Sears, Roebuck & Company Mail Order Building (Los Angeles, California)


The Sears, Roebuck & Company product distribution center in Boyle Heights, Los Angeles, California, is a historic landmark that was one of the company's mail-order facilities, with a retail store on the ground floor.
The building was used for mail order until 1992, when Sears closed the distribution center and sold the building. Though Sears still operates a retail store on the ground floor, the rest of the enormous complex has remained vacant. The complex has been the subject of several renovation proposals since the mid-1990s.

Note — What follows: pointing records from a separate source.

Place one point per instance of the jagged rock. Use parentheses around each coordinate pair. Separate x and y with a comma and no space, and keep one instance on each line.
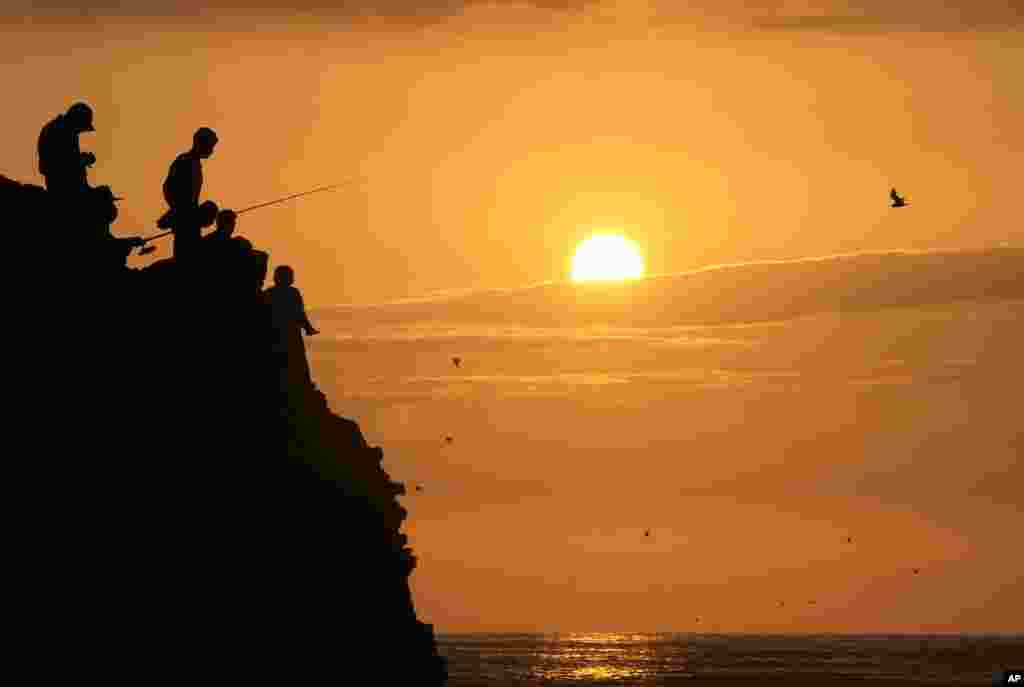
(204,522)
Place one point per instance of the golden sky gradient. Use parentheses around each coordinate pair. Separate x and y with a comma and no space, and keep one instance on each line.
(493,138)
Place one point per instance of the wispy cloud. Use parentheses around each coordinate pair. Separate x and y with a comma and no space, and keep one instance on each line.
(724,294)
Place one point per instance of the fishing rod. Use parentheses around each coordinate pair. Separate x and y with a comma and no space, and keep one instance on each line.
(151,249)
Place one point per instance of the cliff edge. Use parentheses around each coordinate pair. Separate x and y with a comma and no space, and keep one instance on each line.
(189,513)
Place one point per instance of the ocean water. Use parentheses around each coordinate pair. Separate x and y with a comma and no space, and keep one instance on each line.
(608,658)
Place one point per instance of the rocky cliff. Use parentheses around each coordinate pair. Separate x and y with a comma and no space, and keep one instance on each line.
(193,516)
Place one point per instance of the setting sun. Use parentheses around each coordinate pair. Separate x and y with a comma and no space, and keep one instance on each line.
(606,257)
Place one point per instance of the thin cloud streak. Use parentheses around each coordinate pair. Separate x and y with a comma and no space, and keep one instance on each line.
(754,292)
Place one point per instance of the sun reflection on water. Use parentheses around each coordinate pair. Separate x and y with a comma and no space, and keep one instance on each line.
(603,658)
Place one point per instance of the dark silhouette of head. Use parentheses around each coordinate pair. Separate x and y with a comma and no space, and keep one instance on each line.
(226,221)
(208,213)
(80,117)
(204,140)
(242,246)
(102,205)
(284,275)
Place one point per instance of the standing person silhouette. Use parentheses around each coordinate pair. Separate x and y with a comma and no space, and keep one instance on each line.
(288,314)
(181,190)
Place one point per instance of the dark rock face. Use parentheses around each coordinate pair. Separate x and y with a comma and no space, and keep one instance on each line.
(199,520)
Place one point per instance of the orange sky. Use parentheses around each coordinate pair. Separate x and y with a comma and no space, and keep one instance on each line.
(493,139)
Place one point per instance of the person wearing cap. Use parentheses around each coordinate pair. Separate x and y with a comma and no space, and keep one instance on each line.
(181,190)
(60,160)
(112,252)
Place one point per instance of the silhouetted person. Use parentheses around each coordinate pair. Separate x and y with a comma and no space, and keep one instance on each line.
(60,160)
(217,244)
(181,190)
(102,211)
(288,315)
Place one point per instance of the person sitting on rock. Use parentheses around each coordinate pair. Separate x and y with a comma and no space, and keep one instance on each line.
(112,251)
(289,319)
(60,160)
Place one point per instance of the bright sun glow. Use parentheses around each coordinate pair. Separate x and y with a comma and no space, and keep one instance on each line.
(606,257)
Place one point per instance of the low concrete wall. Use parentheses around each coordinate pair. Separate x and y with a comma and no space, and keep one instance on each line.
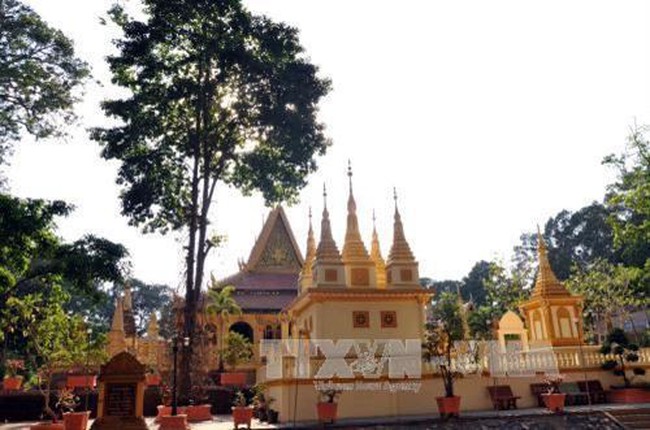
(296,400)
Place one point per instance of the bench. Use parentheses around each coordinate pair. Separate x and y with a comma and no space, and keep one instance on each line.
(537,390)
(594,389)
(502,397)
(573,394)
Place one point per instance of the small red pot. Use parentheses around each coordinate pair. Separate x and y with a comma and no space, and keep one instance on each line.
(327,411)
(176,422)
(197,413)
(448,406)
(554,402)
(47,426)
(628,395)
(76,420)
(81,381)
(12,383)
(242,415)
(233,378)
(153,379)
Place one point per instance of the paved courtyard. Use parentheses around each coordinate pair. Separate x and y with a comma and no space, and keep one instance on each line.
(576,417)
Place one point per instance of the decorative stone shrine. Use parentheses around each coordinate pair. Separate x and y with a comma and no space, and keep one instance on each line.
(121,394)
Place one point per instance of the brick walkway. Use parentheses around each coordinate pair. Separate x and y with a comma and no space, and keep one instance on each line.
(577,417)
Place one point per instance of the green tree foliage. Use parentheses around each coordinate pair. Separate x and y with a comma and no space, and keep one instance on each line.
(238,350)
(147,299)
(474,283)
(444,328)
(222,304)
(504,290)
(624,352)
(629,198)
(39,271)
(216,94)
(608,291)
(573,238)
(58,341)
(39,76)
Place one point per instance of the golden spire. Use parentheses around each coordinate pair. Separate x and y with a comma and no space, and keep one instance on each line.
(152,327)
(327,249)
(128,298)
(463,313)
(353,248)
(118,316)
(306,272)
(375,255)
(546,283)
(400,250)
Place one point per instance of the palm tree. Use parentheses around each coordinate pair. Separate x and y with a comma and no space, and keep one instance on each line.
(222,304)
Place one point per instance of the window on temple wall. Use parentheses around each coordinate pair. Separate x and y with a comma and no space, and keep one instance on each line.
(538,332)
(268,332)
(244,329)
(564,321)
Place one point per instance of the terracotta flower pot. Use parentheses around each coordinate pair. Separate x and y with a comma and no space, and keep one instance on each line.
(81,381)
(76,420)
(153,379)
(448,406)
(176,422)
(628,395)
(233,378)
(327,411)
(199,413)
(12,383)
(242,415)
(47,426)
(554,402)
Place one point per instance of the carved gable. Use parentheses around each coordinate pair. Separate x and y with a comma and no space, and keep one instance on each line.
(276,249)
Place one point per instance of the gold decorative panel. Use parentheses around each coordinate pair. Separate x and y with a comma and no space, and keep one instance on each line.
(331,275)
(388,319)
(406,275)
(360,277)
(361,319)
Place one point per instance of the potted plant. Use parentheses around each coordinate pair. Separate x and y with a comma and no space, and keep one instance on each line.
(327,407)
(153,377)
(12,380)
(553,398)
(221,304)
(56,342)
(439,347)
(199,409)
(259,402)
(621,354)
(66,404)
(242,412)
(238,350)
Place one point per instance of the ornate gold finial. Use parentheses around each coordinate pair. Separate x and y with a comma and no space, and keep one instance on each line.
(306,273)
(128,298)
(327,249)
(400,250)
(375,255)
(353,247)
(350,174)
(546,283)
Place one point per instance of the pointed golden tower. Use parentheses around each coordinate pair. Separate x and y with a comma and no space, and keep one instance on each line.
(116,337)
(376,257)
(553,315)
(306,275)
(401,268)
(328,269)
(360,270)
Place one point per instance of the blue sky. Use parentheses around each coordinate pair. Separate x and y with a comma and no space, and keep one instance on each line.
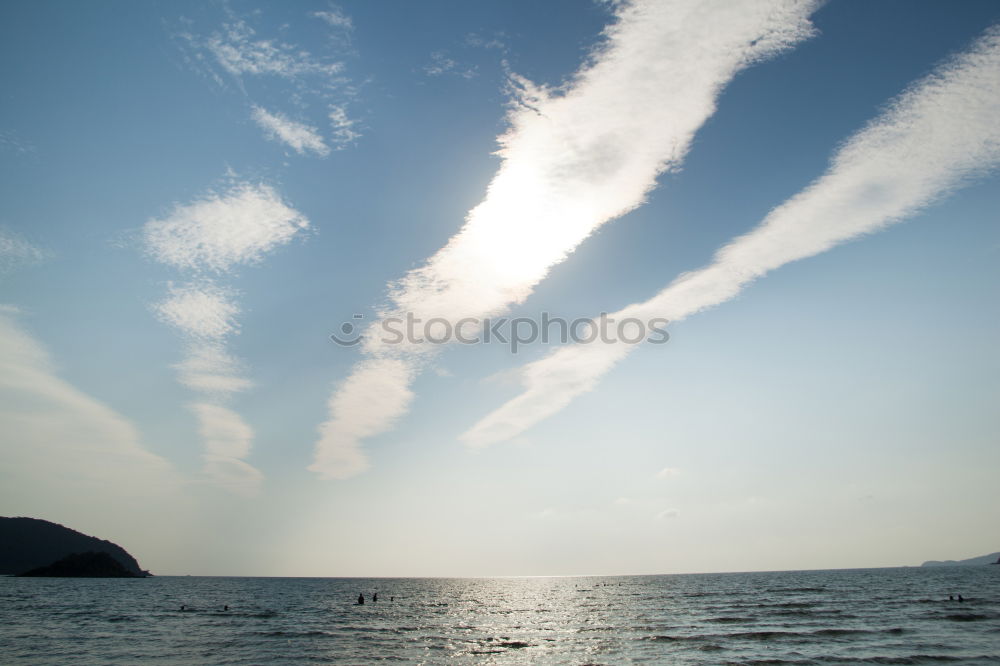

Construction and architecture

In December 1926, Sears, Roebuck & Company of Chicago announced that it would build a nine-story, height-limit building on East Ninth Street at Soto Street to be the mail-order distribution center for the Rocky Mountain and Pacific Coast states, to be constructed by Scofield Engineering Company. Architectural work was handled by George Nimmens Company.
The building was erected in six months, using materials that were all made in Los Angeles County, with the exception of the steel window sashes. To accomplish the feat, the contractor had six steam shovels and a large labor force working night and day shifts. It was reported that rock and sand for the cement work were being delivered to the site at the rate of twenty carloads daily. When the building was completed in late June 1927, the Los Angeles Times reported that:
"All records for the erection of a huge structure were believed to have been broken when last week the Scofield Engineering Construction Company turned over the new $5,000,000 department store and mail-order house at Ninth street and Boyle avenue to Sears, Roebuck & Co., having completed this height-limit project in 146 working days, or 171 days of elapsed time."

The building had nine stories and a basement, with a total floor area of approximately. The building was one of nine Sears mail-order distribution centers built between 1910 and 1929.

Operation

The sprawling distribution center was a marvel of technology when it opened; employees filled orders by roller-skating around the facility, picking up items and dropping them onto corkscrew slides for distribution by truck or rail. The building was one of the largest in Los Angeles, and it attracted more than 100,000 visitors in its first month of operation, not including shoppers at the ground-floor retail store.
Over the years, the building's Art Deco tower and "Sears" sign became a "beacon for Eastsiders returning home on area freeways," and has been described by the Los Angeles Conservancy as "one of the dominant visual icons of the Eastside" of Los Angeles.

Closure

The distribution center was closed in January 1992, eliminating jobs for 585 full-time workers and 775 part-timers.
The facility's general manager said at the time that the Boyle Heights center was the most expensive that Sears operated, partly because the facilities were "outdated."

Vacancy

In 2004, developer MJW Investments announced it had acquired the building and would make it the centerpiece of a proposed $350 million, retail and residential redevelopment project. MJW planned to convert the Sears building into 480 condominiums, 180 apartments, and of stores and restaurants.
The planned redevelopment was met with resistance in the Boyle Heights community. Many feared the development could spawn a gentrification of the area, squeezing out low-income housing. Others complained that the proposal for 150 affordable housing units was not enough and not the right kind. Others expressed concern that the large retail development would damage small businesses with roots in the community. In May 2006, MJW announced that, despite having paid $40 million for the building and investing another $10 million in the project, it would put the building up for sale.
Boyle Heights native and boxer Oscar De La Hoya, who said he used to shop as a child at the Boyle Heights Sears store with his mother, tried to revive the redevelopment effort. De la Hoya, with investment from other developers, made bids to acquire the property in 2007 and again in 2008, but no deal was consummated.
Weinstein sold the property in 2013 to Izek Shomof, who announced plans "to bring it back to life, perhaps with housing, offices and stores."

Historic designation

The building was designated a Historic-Cultural Monument by the Los Angeles Cultural Heritage Commission in August 2004, and was listed in the National Register of Historic Places in April 2006.